Perma-Fix (PESI) operates 4 of the 10 active mixed level nuclear waste treatment facilities in the US. These are scarce assets that face NIMBY opposition, making them difficult to replicate. For context, the last facility was built 20 yrs ago. Permits are administered at the federal, state, & local level & cover everything from environment remediation to worker safety. Obtaining all the NRC, EPA, state, & local permits needed to build a plant takes 5-7 yrs w another 3-4 yrs needed to finish construction. In addition, the plant has to be in close geographic proximity to existing radioactive waste storage sites to minimize the risk of spills. Government departments are not interested in the financial & legal liability exposure associated w transporting radioactive waste streams long distances via truck or rail. PESI estimates the replacement cost of their fully permitted facilities is $200M compared to a $166M enterprise value.

Hundreds of different waste streams w diverse radioactive content profiles each require individual permit approvals that take bw 6-24 months to secure. The unique radioactive characteristics of these waste streams also requires the development of highly customized treatment processes using domain expertise built through yrs of prior experience. This doesn't favor new entrants. PESI has over 50 different patent-protected chemical processes tailored to the classification, mixing, & processing of individual waste streams from a wide range of storage sites & has leveraged decades of technical knowledge to build competency in processing the most difficult types of waste. For example, they operate the only mixed waste thermal combustion unit in the US at one of their plants. Doing so requires constructing a detailed understanding of the composition & intensity of various radioactive compounds within each waste stream as well as filtering out certain elements, processes they've spent decades perfecting. Stringent regulatory guidelines, limited domain expertise, & lengthy waste-specific permit lead times naturally constrain the volume of waste a new plant can initially treat.
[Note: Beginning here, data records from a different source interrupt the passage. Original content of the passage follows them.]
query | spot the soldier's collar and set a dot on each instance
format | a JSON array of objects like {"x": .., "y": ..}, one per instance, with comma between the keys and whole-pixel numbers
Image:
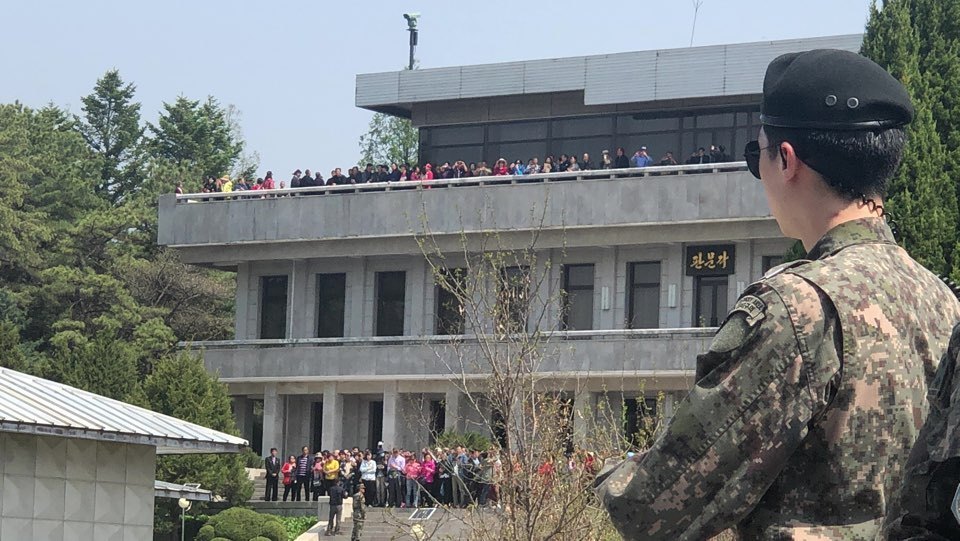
[{"x": 859, "y": 231}]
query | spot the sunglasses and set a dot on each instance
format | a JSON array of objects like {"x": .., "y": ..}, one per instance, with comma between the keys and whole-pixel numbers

This means the 10-yr construction lead time is typically met w a small initial rev stream paired w a sizable fixed cost structure. I estimate it would take a new entrant >15 yrs to breakeven, explaining why no one has even tried to enter this market in the last 2 decades.

These factors create stringent entry barriers that preserve the throughput volumes PESI treats at their existing plants. Their established reputation & impressive track record also positions them to treat the large backlog of radioactive waste stored in several decommissioned nuclear sites. Hanford is the largest such opportunity, w 56M gallons of radioactive waste sitting in underground single & double shell metal tanks 40+ yrs past their useful design life. Hanford represents a growing $280B environmental liability for the DOE. Waste classification informs the treatment process & is predicated on the intensity & composition of the various radiological compounds stored in the tanks. 50M gallons are classified as low activity waste (LAW), w the remaining 6M being high level waste (HLW). The tanks have been underground for 60+ yrs, which has caused the waste to solidify into a sludge. The DOE must retrieve this sludge from the tanks by splicing it w water & chemicals, pretreating it (ie separating the low radioactivity compounds from the high ones), then immobilizing it.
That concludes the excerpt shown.